Numa decisão anunciada curiosamente no mesmo dia (quinta-feira 05.10), o grupo naval PrivInvest confirmou que não vai mais chamar o Presidente moçambicano, Filipe Nyusi, como testemunha no julgamento sobre o caso das dívidas ocultas de Moçambique no Tribunal Comercial de Londres.

“Concluímos que não vamos envolver o Presidente Nyusi”, afirmou Duncan Matthews,  advogado da PrivInvest, abrindo espaço para um julgamento em que Moçambique, em termos práticos, já só persegue migalhas, após deixar cair acusações substanciais contra a PrivInvest e seu dono.

O julgamento completamente com novos termos e acusações mais brandas inicia em 16 de Outubro, e tal como Filipe Nyusi, outras figuras proeminentes moçambicanas já não irão testemunhar.
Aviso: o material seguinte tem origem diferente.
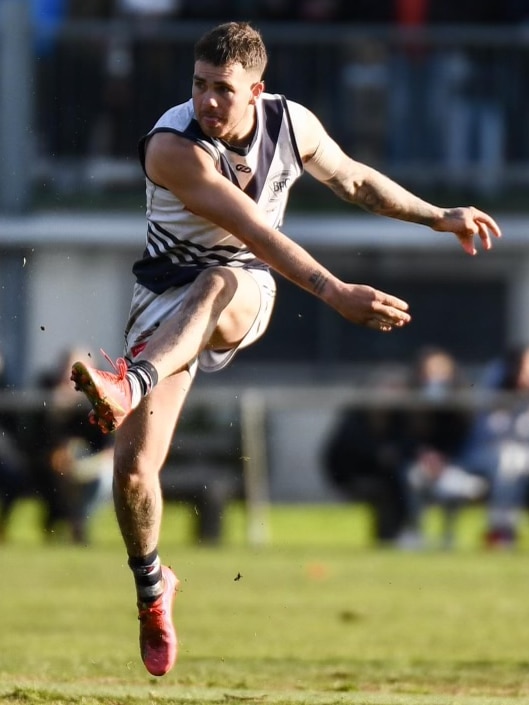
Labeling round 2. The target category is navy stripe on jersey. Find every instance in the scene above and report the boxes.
[244,100,283,201]
[146,221,243,264]
[279,95,305,171]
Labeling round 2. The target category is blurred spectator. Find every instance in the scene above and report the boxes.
[462,346,529,547]
[398,347,486,548]
[32,349,112,544]
[322,376,408,542]
[323,346,486,549]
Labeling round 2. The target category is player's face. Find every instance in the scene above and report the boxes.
[192,61,264,145]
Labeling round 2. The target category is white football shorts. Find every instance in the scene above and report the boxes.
[124,267,276,376]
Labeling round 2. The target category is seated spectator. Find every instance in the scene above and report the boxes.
[463,346,529,547]
[33,350,112,544]
[398,347,486,548]
[323,368,408,542]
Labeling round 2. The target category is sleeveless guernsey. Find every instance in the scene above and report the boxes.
[133,93,303,293]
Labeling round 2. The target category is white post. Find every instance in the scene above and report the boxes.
[0,0,35,213]
[241,389,271,545]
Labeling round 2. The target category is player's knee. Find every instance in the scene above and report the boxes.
[194,267,238,306]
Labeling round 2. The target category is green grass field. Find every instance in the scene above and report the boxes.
[0,504,529,705]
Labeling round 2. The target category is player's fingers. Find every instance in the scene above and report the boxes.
[476,220,492,250]
[474,211,502,237]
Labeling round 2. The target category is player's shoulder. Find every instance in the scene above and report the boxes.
[151,99,194,132]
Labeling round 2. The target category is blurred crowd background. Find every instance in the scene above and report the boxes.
[0,0,529,548]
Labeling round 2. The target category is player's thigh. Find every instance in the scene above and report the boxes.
[114,370,192,475]
[208,268,261,350]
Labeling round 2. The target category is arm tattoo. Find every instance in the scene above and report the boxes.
[309,272,327,295]
[328,178,435,227]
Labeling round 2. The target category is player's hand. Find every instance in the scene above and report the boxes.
[334,284,411,333]
[433,206,501,255]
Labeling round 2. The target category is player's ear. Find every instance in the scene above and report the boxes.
[250,81,264,105]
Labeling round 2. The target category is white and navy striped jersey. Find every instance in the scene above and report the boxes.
[133,93,303,293]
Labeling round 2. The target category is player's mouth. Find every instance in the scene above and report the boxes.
[200,115,222,130]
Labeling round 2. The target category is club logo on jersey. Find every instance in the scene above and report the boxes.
[270,171,292,198]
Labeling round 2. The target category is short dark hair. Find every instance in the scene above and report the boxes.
[195,22,268,78]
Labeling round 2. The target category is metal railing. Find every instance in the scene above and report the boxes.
[0,385,529,545]
[0,8,529,205]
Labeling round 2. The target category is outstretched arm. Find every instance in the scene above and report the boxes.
[146,132,411,332]
[296,106,501,255]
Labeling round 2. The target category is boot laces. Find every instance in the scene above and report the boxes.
[100,348,129,380]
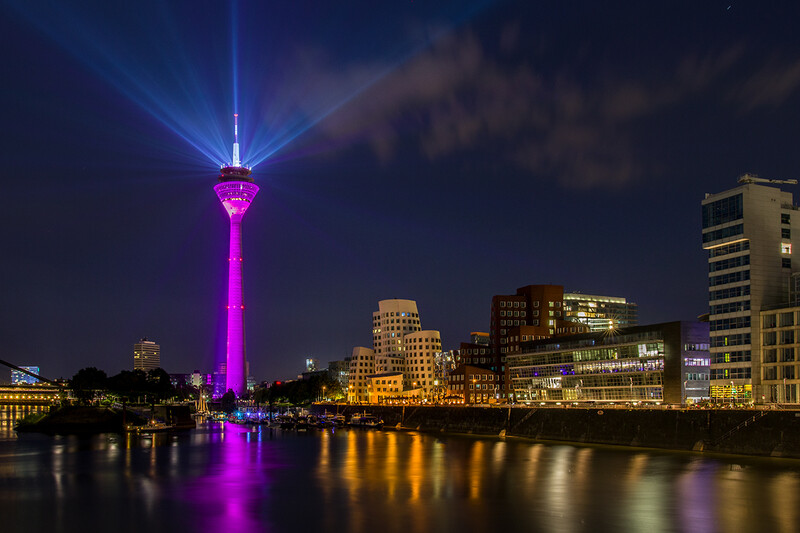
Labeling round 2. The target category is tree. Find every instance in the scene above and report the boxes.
[219,389,236,414]
[70,366,108,403]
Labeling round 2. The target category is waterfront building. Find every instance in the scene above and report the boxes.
[403,330,442,399]
[169,374,192,387]
[506,322,710,405]
[372,299,422,373]
[564,292,639,331]
[133,337,161,372]
[490,285,589,398]
[328,357,350,391]
[366,372,403,403]
[760,302,800,404]
[190,370,207,389]
[447,364,502,405]
[347,346,375,403]
[11,366,40,385]
[0,383,65,405]
[702,175,800,403]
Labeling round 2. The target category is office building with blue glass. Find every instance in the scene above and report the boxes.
[702,174,800,403]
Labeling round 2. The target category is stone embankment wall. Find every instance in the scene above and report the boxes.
[315,406,800,458]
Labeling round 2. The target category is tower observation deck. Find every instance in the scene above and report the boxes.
[214,115,258,398]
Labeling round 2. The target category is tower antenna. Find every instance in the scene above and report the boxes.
[233,113,242,167]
Quantos milhões vai custar o acordo para Nyusi não ir ao Tribunal?

Os termos do acordo entre a PGR e a PrivInvest ainda não são públicos, mas acredita-se que Moçambique terá prescindido de boa parte do valor global da indemnização que exigia do grupo PrivInvest para evitar embaraçar testemunhas de topo do nosso país.

Não se sabe ao certo quanto dinheiro está em jogo neste acordo, mas pode custar boa parte dos 10 mil milhões de dólares que Moçambique pedia em indemnização da empresa PrivInvest, pelos danos causados na contratação das dívidas com garantia do Estado a favor da ProIndicus, EMATUM e MAM.

Moçambique pedia ainda às autoridades britânicas que declarassem nulas as garantias dadas para a concessão dos referidos empréstimos, mas ao prescindir do testemunho de Iskandar Safa e desistindo de parte da acusação, não há clareza se ainda há elementos fortes o suficiente para dar cobertura à exigência de anulação das garantias.

Refira-se que Filipe Nyusi sempre foi o grande trunfo da defesa do Grupo PrivInvest, que desde o início solicitou que fosse chamado ao tribunal, sob alegação de que o Presidente moçambicano esteve directamente envolvido no caso das dívidas que o país quer ver anuladas pela justiça britânica. Segundo o grupo libanês, Nyusi reuniu-se diretamente com representantes da PrivInvest, esteve diretamente envolvido (quando era ministro da Defesa) na preparação dos projectos em causa e solicitou à PrivInvest contribuições para a campanha eleitoral dele e da FRELIMO.

Embora o seu nome tenha sido referenciado por réus e declarantes desde o primeiro ao último dia, o juiz do caso, Efigénio Baptista, que vezes sem conta chegou a mostrar algum nervosismo sempre que o nome do PR era citado, recusou-se a notificar Filipe Nyusi, alegando imunidade e falta de fórum.